El santo de Aries no debió responder, ya alguien más se había adelantado a la dudas de los guerreros invocados.

Notas del autor:

¡Hola de nuevo a todos los lectores de esta historia! Por circunstancias personales, el descanso de final de arco va a prolongarse una semana más, sin embargo, será el lunes 4 de julio de 2022 cuando no habrá capítulo. Consideré oportuno dar entre medio un capítulo muy especial, para que la espera resulte más amena.

Como recordaréis, entre los santos de oro convocados del volumen Saturno se encuentran Atlas de Aries y Sugita de Capricornio, pertenecientes al universo de El Legado de Atenea, escrito por Seph Girl. Ya en su día, mientras escribía ese arco y el que sigue, le planteaba a Seph Girl, por entonces Lectora Beta, si podía redactar ella la batalla que el pelirrojo guardián del décimo templo zodiacal libró. Mucho ha llovido desde entonces, pero gracias a los cielos pudo hallar tiempo e inspiración para redactar esta batalla que hoy los ofrezco. Pasó por mis manos como editor, como el resto de la historia, pero fue Seph Girl quien lo escribió. ¡Muchas gracias por la ayuda!

Seph Girl. Zodíaco primordial. Suena muy bien, la verdad. Sí, ahí estaban mirando mientras Akasha descubría que a veces los ataques especiales también fallan. ¡Miss!

No esperaba que cruzar el mito de la Atlántida con el de Deucalión y Pirra quedara de bien, a despecho de convertir al Noé griego en alguien propenso a abandonar el hogar. Aún recuerdo cómo lo escribí, fue de los capítulos más inspirados que tuve porque me gusta mucho cuando una historia explora el lore de su mundo. Qué bueno que te haya gustado.

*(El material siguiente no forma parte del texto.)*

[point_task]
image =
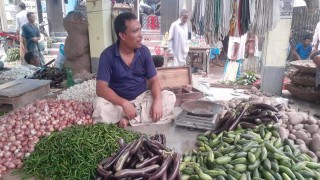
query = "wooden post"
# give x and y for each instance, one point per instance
(3, 16)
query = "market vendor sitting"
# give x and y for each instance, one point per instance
(33, 61)
(125, 71)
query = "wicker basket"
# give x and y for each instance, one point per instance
(302, 80)
(305, 66)
(303, 94)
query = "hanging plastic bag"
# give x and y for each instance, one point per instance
(60, 58)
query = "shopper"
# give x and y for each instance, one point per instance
(178, 38)
(315, 56)
(32, 61)
(31, 35)
(125, 70)
(303, 50)
(21, 19)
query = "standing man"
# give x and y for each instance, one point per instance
(302, 50)
(31, 35)
(178, 38)
(126, 72)
(21, 19)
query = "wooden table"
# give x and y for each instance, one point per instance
(23, 91)
(197, 50)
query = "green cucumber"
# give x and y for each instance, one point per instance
(240, 168)
(251, 157)
(266, 164)
(238, 161)
(287, 171)
(254, 166)
(223, 160)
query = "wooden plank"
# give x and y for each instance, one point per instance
(21, 86)
(171, 77)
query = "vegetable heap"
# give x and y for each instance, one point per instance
(245, 154)
(21, 129)
(74, 152)
(248, 116)
(143, 158)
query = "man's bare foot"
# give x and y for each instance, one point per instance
(123, 123)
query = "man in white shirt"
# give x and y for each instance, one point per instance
(178, 38)
(21, 19)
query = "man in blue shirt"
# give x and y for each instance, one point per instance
(303, 50)
(125, 71)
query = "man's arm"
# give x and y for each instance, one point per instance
(295, 54)
(104, 91)
(156, 109)
(316, 35)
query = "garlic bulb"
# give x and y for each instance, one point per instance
(84, 92)
(16, 73)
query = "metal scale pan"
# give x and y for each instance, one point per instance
(199, 114)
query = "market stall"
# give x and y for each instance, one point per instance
(260, 137)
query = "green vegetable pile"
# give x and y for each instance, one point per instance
(73, 153)
(247, 154)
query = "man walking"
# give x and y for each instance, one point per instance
(31, 35)
(21, 19)
(178, 38)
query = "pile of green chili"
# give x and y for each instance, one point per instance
(73, 153)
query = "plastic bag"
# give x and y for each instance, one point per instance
(60, 58)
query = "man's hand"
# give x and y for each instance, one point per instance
(129, 110)
(35, 39)
(156, 110)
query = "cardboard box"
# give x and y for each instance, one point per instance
(179, 81)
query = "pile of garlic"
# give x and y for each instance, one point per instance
(16, 73)
(84, 92)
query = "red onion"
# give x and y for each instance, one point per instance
(7, 154)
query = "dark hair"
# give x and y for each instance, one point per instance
(22, 6)
(158, 60)
(306, 37)
(120, 22)
(28, 57)
(29, 14)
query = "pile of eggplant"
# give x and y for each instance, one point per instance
(144, 158)
(248, 116)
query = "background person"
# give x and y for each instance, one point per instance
(31, 35)
(178, 38)
(302, 50)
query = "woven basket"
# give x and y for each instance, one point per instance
(302, 80)
(305, 66)
(303, 94)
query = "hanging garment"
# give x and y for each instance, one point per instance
(244, 17)
(226, 15)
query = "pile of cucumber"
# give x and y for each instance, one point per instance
(247, 154)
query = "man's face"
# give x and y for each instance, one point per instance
(35, 61)
(184, 18)
(306, 42)
(132, 37)
(32, 18)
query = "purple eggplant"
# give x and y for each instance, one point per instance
(135, 173)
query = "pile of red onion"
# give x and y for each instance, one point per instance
(21, 129)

«¡Lucha contra los troyanos, porque Orlando Bloom la ha rechazado!»

Estaba Gestahl Noah sentado en su sillón, viendo Death Note en TV, cuando de pronto:

«¡Un momento! Eso me suena…»

Mal de mí, porque no era esa la intención de la escena, Deucalión no trataba a Pirra como Atenea ni esta esperaba que lo hiciera. Alguien tan retorcido como Caronte solo podía nacer de una forma retorcida. El mundo no estaba preparado para un Ilión bebé.

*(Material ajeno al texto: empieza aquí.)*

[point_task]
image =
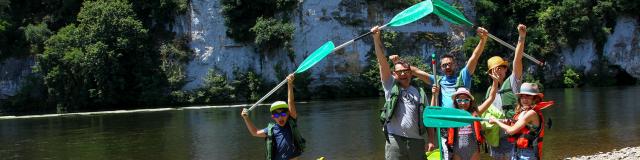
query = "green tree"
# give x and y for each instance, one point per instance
(271, 33)
(100, 62)
(36, 35)
(242, 15)
(248, 85)
(571, 78)
(216, 89)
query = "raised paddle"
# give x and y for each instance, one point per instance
(454, 118)
(407, 16)
(311, 60)
(451, 14)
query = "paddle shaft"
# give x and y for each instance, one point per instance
(268, 94)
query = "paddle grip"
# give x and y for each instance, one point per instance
(514, 48)
(363, 35)
(268, 94)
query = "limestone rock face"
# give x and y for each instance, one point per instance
(623, 46)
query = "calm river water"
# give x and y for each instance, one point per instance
(585, 121)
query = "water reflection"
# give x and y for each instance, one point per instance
(585, 121)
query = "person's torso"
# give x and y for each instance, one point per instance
(405, 120)
(283, 138)
(466, 136)
(448, 86)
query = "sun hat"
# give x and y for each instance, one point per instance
(496, 61)
(462, 91)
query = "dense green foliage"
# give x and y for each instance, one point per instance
(271, 33)
(249, 21)
(571, 78)
(94, 55)
(98, 62)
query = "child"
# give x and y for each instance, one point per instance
(464, 142)
(283, 138)
(528, 129)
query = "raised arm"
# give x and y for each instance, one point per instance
(291, 100)
(385, 71)
(492, 93)
(473, 60)
(422, 75)
(517, 60)
(250, 126)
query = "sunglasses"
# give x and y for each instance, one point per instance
(406, 71)
(277, 115)
(463, 100)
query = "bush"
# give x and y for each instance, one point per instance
(173, 57)
(216, 89)
(271, 33)
(241, 15)
(36, 35)
(248, 85)
(100, 62)
(571, 78)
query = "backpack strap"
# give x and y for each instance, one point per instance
(269, 142)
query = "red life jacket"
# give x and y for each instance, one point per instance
(527, 138)
(477, 128)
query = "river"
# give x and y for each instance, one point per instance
(585, 121)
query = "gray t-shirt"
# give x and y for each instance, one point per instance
(405, 120)
(515, 87)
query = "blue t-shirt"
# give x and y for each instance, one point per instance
(448, 86)
(283, 139)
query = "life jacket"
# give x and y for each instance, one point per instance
(459, 83)
(507, 97)
(477, 129)
(298, 141)
(529, 137)
(387, 111)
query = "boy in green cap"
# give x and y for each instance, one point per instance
(283, 138)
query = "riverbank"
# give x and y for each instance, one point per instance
(624, 153)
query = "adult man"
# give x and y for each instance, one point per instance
(504, 104)
(453, 79)
(402, 112)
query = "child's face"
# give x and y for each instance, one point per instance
(526, 100)
(280, 116)
(463, 101)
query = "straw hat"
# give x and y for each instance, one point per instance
(496, 61)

Cómo olvidar a ese personaje de la Saga de Eduardo Castro. Sí, los primeros santos de oro eran un desastre de personas que de seguro encabezarían una muy alocada sitcom.

Considerando que la abandonó por miles de años, sí, es un descarado el hombre.

Otro clásico: Cuando tu fanfic es secuestrado por sus personajes y todos los planes que tenías para la historia empiezan a volverse inviables. Todo mientras te tomas un respiro. ¡Vuelve, Titania, ya deja lo que sea que estés haciendo ahora!

Ojo, que el capítulo es interesante, no solo bueno. ¡La diferencia cuenta!

Shadir. Oh, sí. Ya de forma natural es toda una odisea mantener la coherencia de la cronología, tanto más cuando entran en juego distintas dimensiones.

Es paradójico cómo, viendo cuál es la historia de Deucalión, nombra Hybris a la organización que finalmente dirigiría en su última encarnación. Hoy en día hay muchísimas historias donde el hombre se libera de los dioses, ya sea derrotándolos, ya llegando a un acuerdo, ya a través de alguna clase de coexistencia. No obstante, también las hay en las que quien se rebela a los cielos no recibe otra cosa que toda su soberbia de vuelta. La de Pirra es una de esas historias, reflejo de cómo acaba uno cuando cae desde lo alto.